My nipple is on Facebook.
I understand how i shit in my shoes, but explain why you were wearing them.
if you do not get any action from him tonight, I am personally walking my drunk ass over there grabbing his tongue and sticking it in your mouth. this is getting ridiculous
Why do you apologize after every time we have sex?
My mom just found some of our lube mixed in with my box of pots and pans. I hate moving home.
I'm using process of elimination to determine which of our neighbors i fucked last night.
That makes the second boyfriend of hers that I've fucked. I'm gonna start keeping an eye on every guy she even speaks to. Girl is my sexual rabbit's foot.
It's take your daughter to work day... I really shouldn't be here right now
They're making him take his shirt off cause they think he's the bouncer. We're in his backyard.
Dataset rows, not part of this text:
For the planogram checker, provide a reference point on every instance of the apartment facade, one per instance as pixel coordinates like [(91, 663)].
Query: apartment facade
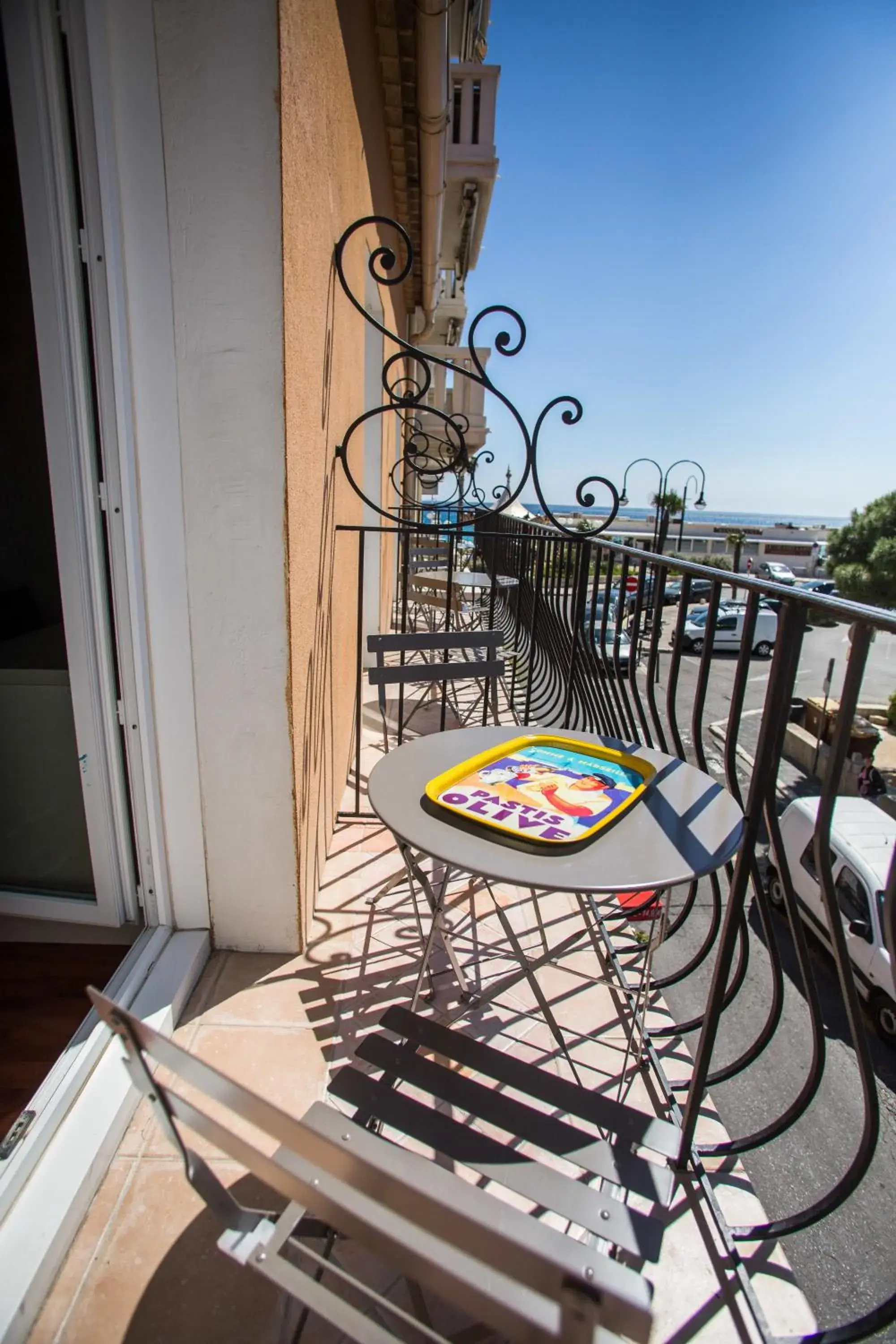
[(179, 640)]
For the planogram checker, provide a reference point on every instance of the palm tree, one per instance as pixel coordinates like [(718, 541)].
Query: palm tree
[(671, 502), (665, 504), (737, 538)]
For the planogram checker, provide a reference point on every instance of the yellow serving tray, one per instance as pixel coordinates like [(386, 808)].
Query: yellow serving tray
[(543, 791)]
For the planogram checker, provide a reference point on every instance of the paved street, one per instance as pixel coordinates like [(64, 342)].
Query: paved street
[(848, 1264)]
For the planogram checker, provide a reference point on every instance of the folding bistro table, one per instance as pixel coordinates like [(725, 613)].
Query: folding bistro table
[(684, 827)]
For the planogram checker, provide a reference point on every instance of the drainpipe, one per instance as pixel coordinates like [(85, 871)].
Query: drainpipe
[(433, 111)]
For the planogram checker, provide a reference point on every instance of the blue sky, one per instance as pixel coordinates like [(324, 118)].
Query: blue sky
[(696, 217)]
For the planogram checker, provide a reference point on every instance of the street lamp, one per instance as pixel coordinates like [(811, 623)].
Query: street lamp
[(663, 513), (624, 498), (699, 503), (661, 518)]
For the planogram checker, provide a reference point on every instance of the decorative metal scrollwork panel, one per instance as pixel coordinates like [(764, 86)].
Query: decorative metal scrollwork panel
[(436, 459)]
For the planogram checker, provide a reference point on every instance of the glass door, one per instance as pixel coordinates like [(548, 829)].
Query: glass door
[(66, 851)]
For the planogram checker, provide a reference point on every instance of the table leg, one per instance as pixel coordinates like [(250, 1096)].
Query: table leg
[(528, 969), (439, 926)]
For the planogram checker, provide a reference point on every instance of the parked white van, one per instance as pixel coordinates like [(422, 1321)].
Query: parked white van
[(730, 628), (862, 846)]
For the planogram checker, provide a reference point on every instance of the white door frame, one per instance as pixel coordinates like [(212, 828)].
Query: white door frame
[(119, 128), (65, 359), (120, 45)]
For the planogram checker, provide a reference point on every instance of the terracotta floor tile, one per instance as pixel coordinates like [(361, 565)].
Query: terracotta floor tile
[(160, 1279), (82, 1252), (258, 990)]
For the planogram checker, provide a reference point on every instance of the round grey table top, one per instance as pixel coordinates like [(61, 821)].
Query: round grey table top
[(468, 578), (685, 824)]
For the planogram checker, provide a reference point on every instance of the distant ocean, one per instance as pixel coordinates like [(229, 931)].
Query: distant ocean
[(707, 517)]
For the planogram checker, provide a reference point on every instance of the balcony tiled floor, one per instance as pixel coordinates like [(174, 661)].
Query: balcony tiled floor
[(144, 1268)]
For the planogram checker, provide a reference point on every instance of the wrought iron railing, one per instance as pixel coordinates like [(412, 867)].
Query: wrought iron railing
[(585, 632), (573, 664)]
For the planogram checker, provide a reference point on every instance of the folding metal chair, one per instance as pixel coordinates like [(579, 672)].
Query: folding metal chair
[(445, 1234), (440, 670)]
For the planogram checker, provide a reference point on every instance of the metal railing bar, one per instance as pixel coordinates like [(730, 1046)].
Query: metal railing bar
[(732, 921), (871, 1123)]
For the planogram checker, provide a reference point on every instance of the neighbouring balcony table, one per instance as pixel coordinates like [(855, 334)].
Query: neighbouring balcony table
[(684, 827), (468, 578)]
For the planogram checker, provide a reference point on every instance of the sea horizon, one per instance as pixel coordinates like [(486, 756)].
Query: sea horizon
[(716, 517)]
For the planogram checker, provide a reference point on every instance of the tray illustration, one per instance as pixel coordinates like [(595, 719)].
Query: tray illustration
[(542, 789)]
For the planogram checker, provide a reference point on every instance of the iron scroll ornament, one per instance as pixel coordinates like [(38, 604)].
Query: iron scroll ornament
[(440, 457)]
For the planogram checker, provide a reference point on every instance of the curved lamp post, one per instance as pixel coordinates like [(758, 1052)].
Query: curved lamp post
[(661, 519), (699, 503)]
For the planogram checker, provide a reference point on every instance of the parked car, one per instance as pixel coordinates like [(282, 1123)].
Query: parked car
[(730, 627), (862, 844), (777, 573), (609, 644), (700, 589)]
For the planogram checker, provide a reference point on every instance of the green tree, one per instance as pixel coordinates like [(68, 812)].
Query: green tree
[(671, 502), (737, 538), (862, 556), (667, 507)]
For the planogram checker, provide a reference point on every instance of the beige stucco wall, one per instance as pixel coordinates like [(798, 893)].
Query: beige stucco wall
[(218, 81), (335, 170)]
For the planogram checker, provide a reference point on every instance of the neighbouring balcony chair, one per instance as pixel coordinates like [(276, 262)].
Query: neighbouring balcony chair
[(431, 599), (347, 1183), (426, 554), (439, 670)]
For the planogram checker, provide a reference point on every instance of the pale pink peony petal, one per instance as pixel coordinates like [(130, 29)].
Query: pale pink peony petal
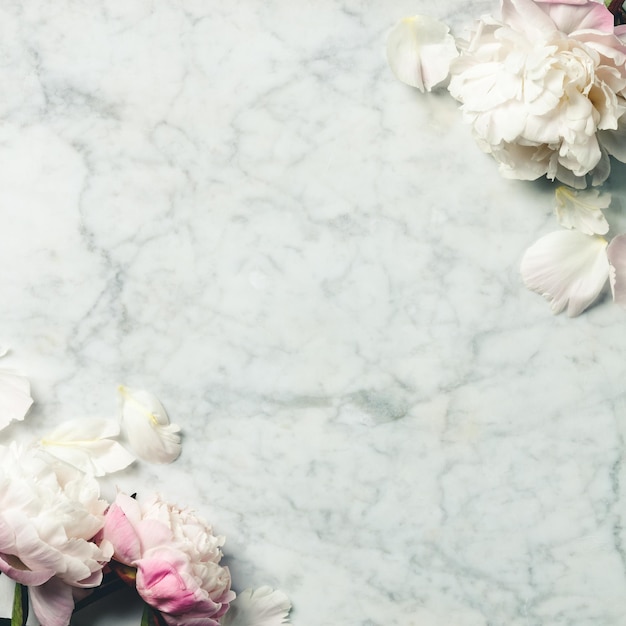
[(616, 252), (88, 445), (420, 50), (147, 426), (568, 268), (582, 210), (258, 607), (570, 17), (52, 602)]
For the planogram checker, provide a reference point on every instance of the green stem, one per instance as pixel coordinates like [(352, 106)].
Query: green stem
[(20, 605)]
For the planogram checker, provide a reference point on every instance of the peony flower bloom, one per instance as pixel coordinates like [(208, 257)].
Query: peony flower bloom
[(48, 516), (147, 426), (177, 560), (544, 88)]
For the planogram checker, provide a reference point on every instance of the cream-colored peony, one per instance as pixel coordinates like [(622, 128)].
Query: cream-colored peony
[(49, 514), (544, 88), (177, 560)]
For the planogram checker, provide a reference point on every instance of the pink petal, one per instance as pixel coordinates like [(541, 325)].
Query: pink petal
[(121, 533), (569, 17), (52, 602)]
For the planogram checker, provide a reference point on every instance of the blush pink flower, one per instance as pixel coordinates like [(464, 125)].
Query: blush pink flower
[(176, 557), (544, 88)]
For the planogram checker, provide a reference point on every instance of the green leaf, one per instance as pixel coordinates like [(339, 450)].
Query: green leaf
[(20, 605)]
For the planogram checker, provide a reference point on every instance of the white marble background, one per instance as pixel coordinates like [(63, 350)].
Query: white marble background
[(236, 206)]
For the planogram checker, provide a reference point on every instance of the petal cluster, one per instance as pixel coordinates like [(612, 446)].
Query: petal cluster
[(177, 560), (544, 88), (49, 515)]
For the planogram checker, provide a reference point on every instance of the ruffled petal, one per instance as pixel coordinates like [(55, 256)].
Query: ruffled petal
[(88, 445), (147, 426), (582, 210), (568, 268), (420, 50), (52, 602), (258, 607)]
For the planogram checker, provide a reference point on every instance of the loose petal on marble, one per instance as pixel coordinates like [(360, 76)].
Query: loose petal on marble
[(89, 445), (147, 426), (258, 607), (616, 252), (15, 398), (568, 268), (420, 50), (582, 209)]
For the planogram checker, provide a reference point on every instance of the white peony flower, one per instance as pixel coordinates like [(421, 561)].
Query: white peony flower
[(420, 50), (48, 516), (544, 88), (258, 607)]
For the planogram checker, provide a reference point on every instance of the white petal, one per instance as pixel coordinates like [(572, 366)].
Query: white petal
[(420, 50), (87, 444), (147, 426), (15, 399), (258, 607), (617, 258), (582, 209), (568, 268)]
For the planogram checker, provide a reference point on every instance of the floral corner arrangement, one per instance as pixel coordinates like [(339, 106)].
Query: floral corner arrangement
[(65, 547), (543, 85)]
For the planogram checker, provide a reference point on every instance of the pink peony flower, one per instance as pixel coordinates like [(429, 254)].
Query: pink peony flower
[(544, 87), (177, 560)]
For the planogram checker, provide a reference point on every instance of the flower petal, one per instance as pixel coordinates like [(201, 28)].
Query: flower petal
[(420, 50), (147, 426), (15, 399), (258, 607), (582, 210), (87, 444), (568, 268), (52, 602), (616, 253)]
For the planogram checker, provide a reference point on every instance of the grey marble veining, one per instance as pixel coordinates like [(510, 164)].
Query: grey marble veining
[(237, 207)]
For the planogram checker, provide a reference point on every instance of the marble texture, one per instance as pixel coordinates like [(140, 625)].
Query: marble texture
[(236, 206)]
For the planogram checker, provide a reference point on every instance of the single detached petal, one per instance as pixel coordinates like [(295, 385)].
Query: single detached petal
[(616, 253), (582, 209), (568, 268), (258, 607), (147, 426), (88, 445), (420, 50), (15, 399)]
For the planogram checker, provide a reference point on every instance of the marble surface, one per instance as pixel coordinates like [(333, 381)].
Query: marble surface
[(236, 206)]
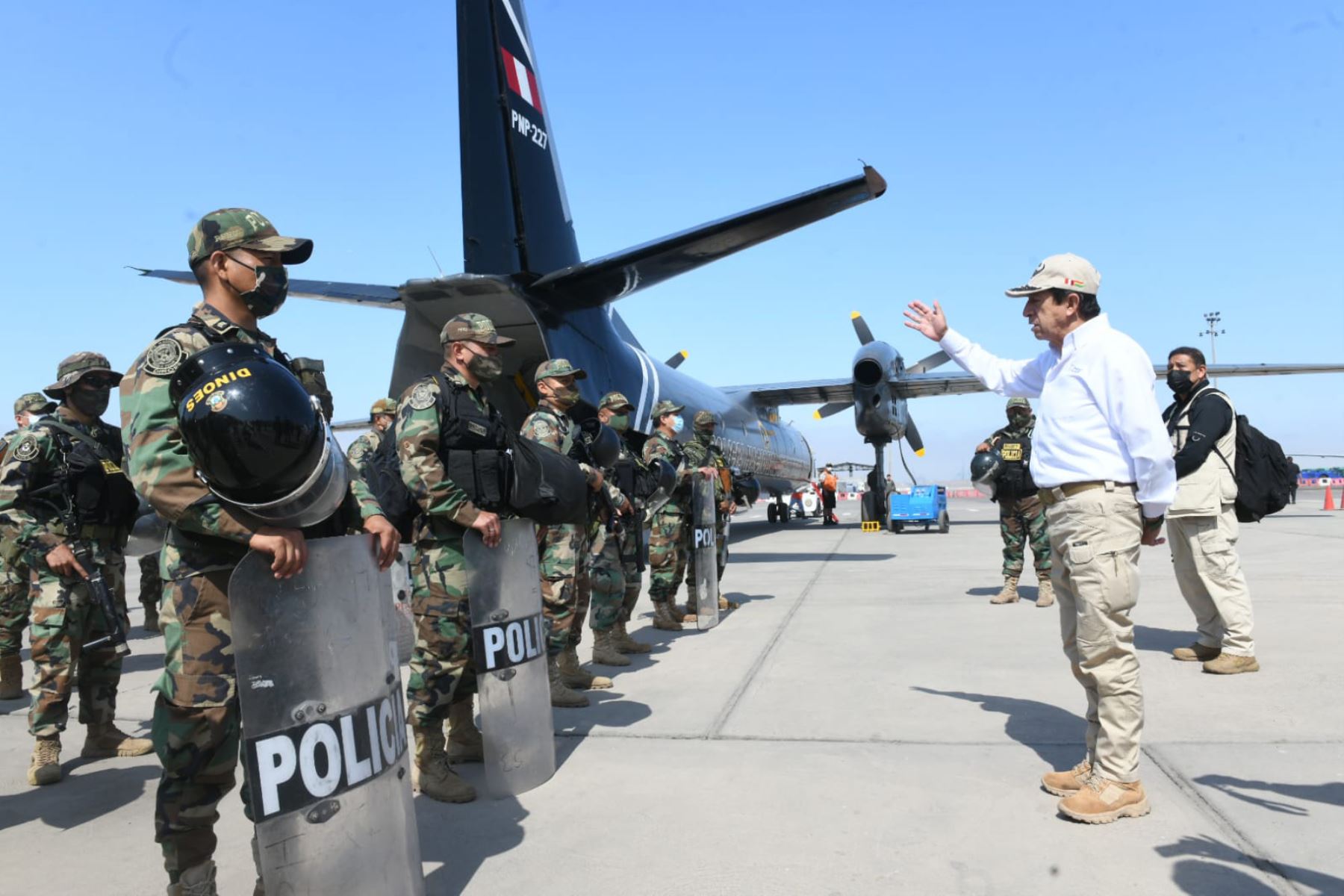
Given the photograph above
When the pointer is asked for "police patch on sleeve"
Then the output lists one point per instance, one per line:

I have too much respect and admiration for my dick to put it into a situation where he could possibly be killed
Just face planted the stairs. Apparently Santa brought an extra step while I was at the bar... Fucking dick
I like how zombie Abe Lincoln and hooking up with a girl were on your same thought process.
& I just realized there is no vomit smiley. There needs to be a vomit smiley
Is it a coincidence that the reminder on my phone to take my birth control is "I'm ready to party" from Bridesmaids?
I touched the butt once. 'Twas an experience with the greatness of legend. So I touched it once more.